If data is being updated on one application, the DDL trigger can allow the metadata to update at the same time.

Logon Triggers

Logon Triggers are a type of SQL Server trigger that responds to the login event of a user or application accessing a database. The event occurs before the user has access to the database and can be used for security and monitoring purposes.

Creating Logon Triggers

Logon triggers can be created using the CREATE TRIGGER statement, similar to DDL triggers. Here’s an example of a logon trigger that prevents any login attempts from an IP address outside a certain range:

CREATE TRIGGER PreventBadIP
ON ALL SERVER WITH EXECUTE AS 'dbo'
FOR LOGON
AS
BEGIN  
  DECLARE @IP VARCHAR(50) 
  SELECT @IP = client_net_address
  FROM sys.dm_exec_sessions
  WHERE session_id = @@SPID
  IF NOT (@IP LIKE '192.168.%')
  BEGIN
    ROLLBACK;
    SET @Error = CAST(CAST(70000 AS INT) AS VARBINARY(4)) + CAST('You are not allowed to log in from this IP address.' AS VARBINARY(100));
    RAISERROR(@Error, 20, 1) WITH LOG;  
  END
END;

In this logon trigger, we use the sys.dm_exec_sessions dynamic management view to fetch the current user’s IP address, then we use it to decide whether the login should proceed or not. The ROLLBACK; statement cancels the login attempt, while the RAISERROR statement returns an error message.

Use Cases for Logon Triggers

Logon triggers can be used to implement a wide variety of security and monitoring scenarios. Here are a few examples:

• Enforce Password Policy: Logon triggers can be used to check the strength of passwords and enforce the policy defined by the certain database.
• Monitor Logins: Create a logon trigger that records each login to a table to track who uses a particular database.
• Auditing: Logon triggers can be used to audit activities such as login attempts and changes to login information.

Best Practices for Logon Triggers

When designing and developing logon triggers in SQL Server, there are certain best practices that you should follow. Here are a few:

• Keep it simple: Logon triggers can add overhead when many logins occur.
• Keep their logic as simple as possible.
• Keep failures silent: When a logon trigger fails, it denies access to a user.
• It is essential to ensure that the failure is logged and not shown to the user.
• Audit Logon Triggers: Ensure to audit the logon triggers in a database.

In Conclusion

DDL and logon triggers in SQL Server provide a convenient method for automating tasks, enforcing security policies, and auditing a database.
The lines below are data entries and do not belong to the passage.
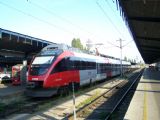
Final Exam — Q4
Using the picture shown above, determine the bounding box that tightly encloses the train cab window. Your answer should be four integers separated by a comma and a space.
51, 58, 67, 73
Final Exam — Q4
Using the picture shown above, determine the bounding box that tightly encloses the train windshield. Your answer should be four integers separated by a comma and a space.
30, 56, 55, 75
30, 49, 63, 75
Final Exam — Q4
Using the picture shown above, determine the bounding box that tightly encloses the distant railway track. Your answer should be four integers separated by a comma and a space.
65, 70, 143, 120
0, 69, 142, 119
0, 75, 124, 118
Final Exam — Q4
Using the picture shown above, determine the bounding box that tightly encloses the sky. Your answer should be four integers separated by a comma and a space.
0, 0, 143, 61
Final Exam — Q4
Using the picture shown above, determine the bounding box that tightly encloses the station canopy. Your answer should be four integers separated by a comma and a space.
116, 0, 160, 64
0, 28, 53, 62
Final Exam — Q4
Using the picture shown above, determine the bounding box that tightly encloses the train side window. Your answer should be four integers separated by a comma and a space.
51, 58, 67, 73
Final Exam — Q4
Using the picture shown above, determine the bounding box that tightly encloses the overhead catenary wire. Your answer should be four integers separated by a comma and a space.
96, 1, 124, 38
0, 1, 75, 35
28, 1, 93, 35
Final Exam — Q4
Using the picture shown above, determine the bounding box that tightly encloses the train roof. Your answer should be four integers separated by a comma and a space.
42, 44, 130, 65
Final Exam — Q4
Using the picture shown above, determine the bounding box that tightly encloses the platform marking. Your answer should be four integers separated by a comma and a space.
143, 84, 147, 120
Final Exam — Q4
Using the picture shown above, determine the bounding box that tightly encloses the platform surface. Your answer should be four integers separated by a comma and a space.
0, 84, 25, 98
124, 68, 160, 120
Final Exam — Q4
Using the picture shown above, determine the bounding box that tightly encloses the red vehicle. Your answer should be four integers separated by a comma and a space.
26, 44, 130, 97
12, 64, 23, 85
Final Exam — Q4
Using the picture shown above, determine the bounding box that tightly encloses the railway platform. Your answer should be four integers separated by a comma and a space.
124, 68, 160, 120
0, 84, 25, 104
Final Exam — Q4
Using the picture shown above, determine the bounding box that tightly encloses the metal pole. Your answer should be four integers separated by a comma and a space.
72, 82, 76, 120
117, 39, 123, 77
119, 39, 123, 77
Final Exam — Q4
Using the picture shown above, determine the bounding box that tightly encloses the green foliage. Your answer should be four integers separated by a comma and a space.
72, 38, 83, 50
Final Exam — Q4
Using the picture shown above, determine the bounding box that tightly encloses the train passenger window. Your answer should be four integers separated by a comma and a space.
52, 58, 67, 73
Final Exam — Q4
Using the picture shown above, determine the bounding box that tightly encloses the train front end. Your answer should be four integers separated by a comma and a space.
26, 45, 62, 97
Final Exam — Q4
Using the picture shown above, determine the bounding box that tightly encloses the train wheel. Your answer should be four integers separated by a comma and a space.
69, 82, 80, 91
58, 86, 69, 96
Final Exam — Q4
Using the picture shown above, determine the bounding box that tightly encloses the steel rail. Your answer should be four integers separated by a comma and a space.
63, 81, 124, 120
105, 70, 144, 120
Well-designed triggers can help improve the efficiency and functionality of a database while ensuring that all necessary security measures are in place.

In summary, the article covers two essential types of SQL Server triggers: DDL triggers and logon triggers. DDL triggers are used to automatically execute tasks that respond to DDL events, such as creating tables or altering objects.
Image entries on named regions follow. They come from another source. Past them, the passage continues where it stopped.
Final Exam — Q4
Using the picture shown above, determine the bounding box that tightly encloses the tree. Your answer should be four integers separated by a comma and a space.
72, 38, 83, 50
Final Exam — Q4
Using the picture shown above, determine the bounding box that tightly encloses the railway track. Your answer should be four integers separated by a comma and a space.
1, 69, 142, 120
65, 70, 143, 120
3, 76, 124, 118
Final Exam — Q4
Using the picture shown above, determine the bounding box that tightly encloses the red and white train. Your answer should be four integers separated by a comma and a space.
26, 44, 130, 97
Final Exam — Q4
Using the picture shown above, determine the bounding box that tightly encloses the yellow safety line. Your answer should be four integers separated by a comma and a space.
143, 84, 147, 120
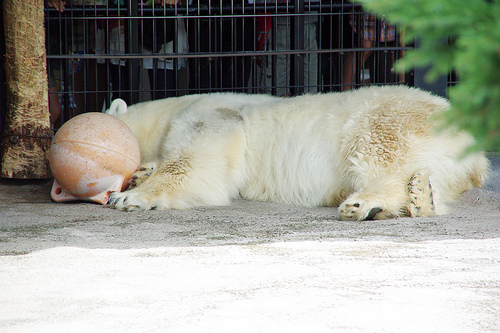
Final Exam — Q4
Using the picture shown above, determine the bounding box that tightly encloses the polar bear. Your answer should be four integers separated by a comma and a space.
107, 86, 489, 220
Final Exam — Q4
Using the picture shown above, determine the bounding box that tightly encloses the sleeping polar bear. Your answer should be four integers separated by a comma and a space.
107, 86, 488, 220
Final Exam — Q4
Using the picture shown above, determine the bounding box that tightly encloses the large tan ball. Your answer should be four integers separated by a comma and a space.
49, 112, 141, 204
On the other hand, logon triggers help maintain security by ensuring only authorized users can log in and auditing activities, such as login attempts. Their best practices and use cases have also been discussed.

Both trigger types allow for the automation of critical system tasks and can help ensure the smooth operation of an SQL Server platform. As such, developers and database administrators should be aware of triggers’ functionality and implement them where necessary to build more efficient and secure systems.